There can be no gradual, incremental evolution from ordinary beetle to bombardier beetle. A partially evolved bombardier beetle would carry all the weight of a defensive spray system with none of the value. In the competition of natural selection, the partially-evolved bombardier beetle would lose to the ordinary beetle, and die out before passing its genetic characteristics onto future generations for further mutation. There is no gradualist road of tiny mutational steps from ordinary beetle to bombardier beetle. Evolution may want it, but natural selection forbids it.

The only way to 'evolve' a bombardier beetle is all at once -- one day, an ordinary beetle without a defensive spray system must give birth to a bombardier beetle. We're back to the millions of monkeys on a million typewriters, but now they have only a day to write the equivalent of megabytes of genetic coding. Not to mention the design of the cellular molecular machinery that will read the coding and construct the organism according to design specficiations.

Evolutionsts complain that their critics always present arguments with the phrase, "It is difficult to believe . . . . " But such criticism is an occupational hazard for those who insist on believing in very low probability events.



There is no absolute proof that the Cydonia Complex is artificial.

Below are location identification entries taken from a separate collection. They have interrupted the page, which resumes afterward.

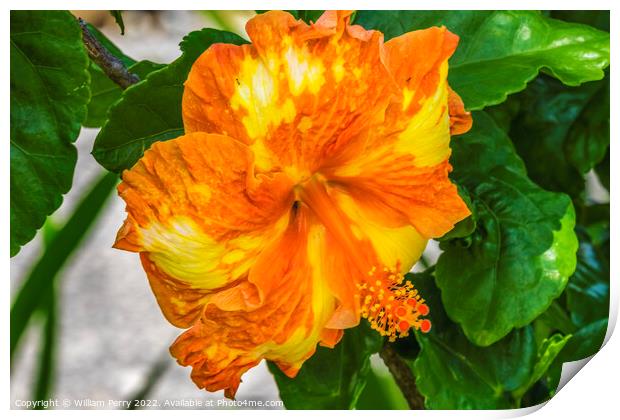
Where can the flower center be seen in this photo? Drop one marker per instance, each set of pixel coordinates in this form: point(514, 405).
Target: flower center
point(391, 304)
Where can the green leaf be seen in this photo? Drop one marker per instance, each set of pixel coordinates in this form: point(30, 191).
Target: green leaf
point(588, 137)
point(307, 16)
point(586, 341)
point(150, 111)
point(587, 293)
point(453, 373)
point(602, 170)
point(37, 285)
point(49, 93)
point(465, 227)
point(118, 18)
point(47, 358)
point(331, 378)
point(381, 393)
point(523, 249)
point(104, 92)
point(110, 46)
point(500, 51)
point(597, 18)
point(549, 114)
point(548, 351)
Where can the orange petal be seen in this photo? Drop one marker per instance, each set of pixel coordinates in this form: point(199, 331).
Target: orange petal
point(400, 171)
point(284, 328)
point(297, 95)
point(199, 218)
point(460, 120)
point(363, 260)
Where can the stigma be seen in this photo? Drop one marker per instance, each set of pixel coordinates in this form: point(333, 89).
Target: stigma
point(391, 304)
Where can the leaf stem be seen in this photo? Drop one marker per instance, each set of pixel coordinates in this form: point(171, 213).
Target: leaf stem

We simply perform a probability calculation by stringing component probabilities together into a net probability, and find the value too low to accept that it all happened by chance. Biological design has no absolute proof, either. And again, we perform a probability calculation to determine our response.

It's ironic that evolutionists should accuse others of 'wishful thinking' and of falling prey to the fallacy of human intuition. Isn't it the ultimate wishful thinking to imagine we have figured out the mechanism of the universe? Isn't it usually the failing of human intuition to underestimate the amount of effort required to do useful work?

Evolutionary doctrine has been pursued with religious fervor. It claims to be scientific, but what scientific advancement has depended on evolutionary doctrine? Evolution can only be justified in terms of itself: evolutionary knowledge is to be pursued for its own sake, because 'all knowledge is worth knowing.' But how do we know that evolutionary doctrine is knowledge?

At Cydonia, evolutionary doctrine has gotten in the way of scientific advancement. It's not the first time. Genetics was hampered for decades by the now-discredited evolutionary notion of inheritance of acquired characteristics. Biological science was held back by evolutionary belief in embryonic recapitulation. And the health of millions of people was recklessly jeopardized by evolutionary theories which asserted the body must be full of 'vestigial organs' from evolutionary mistakes, and that the tonsils were an example of vestigial organs, and ought to be immediately excised from the body. Evolution is no help even to natural history. Paleontologists ignore evolution in their classification schemes, and geologists have found evolutionary theories useless in the hunt for oil and coal deposits.

The breakdown of evolution on the sands of Mars is just one more failure. Evolution is dead as a science, and lingers on only through blind faith.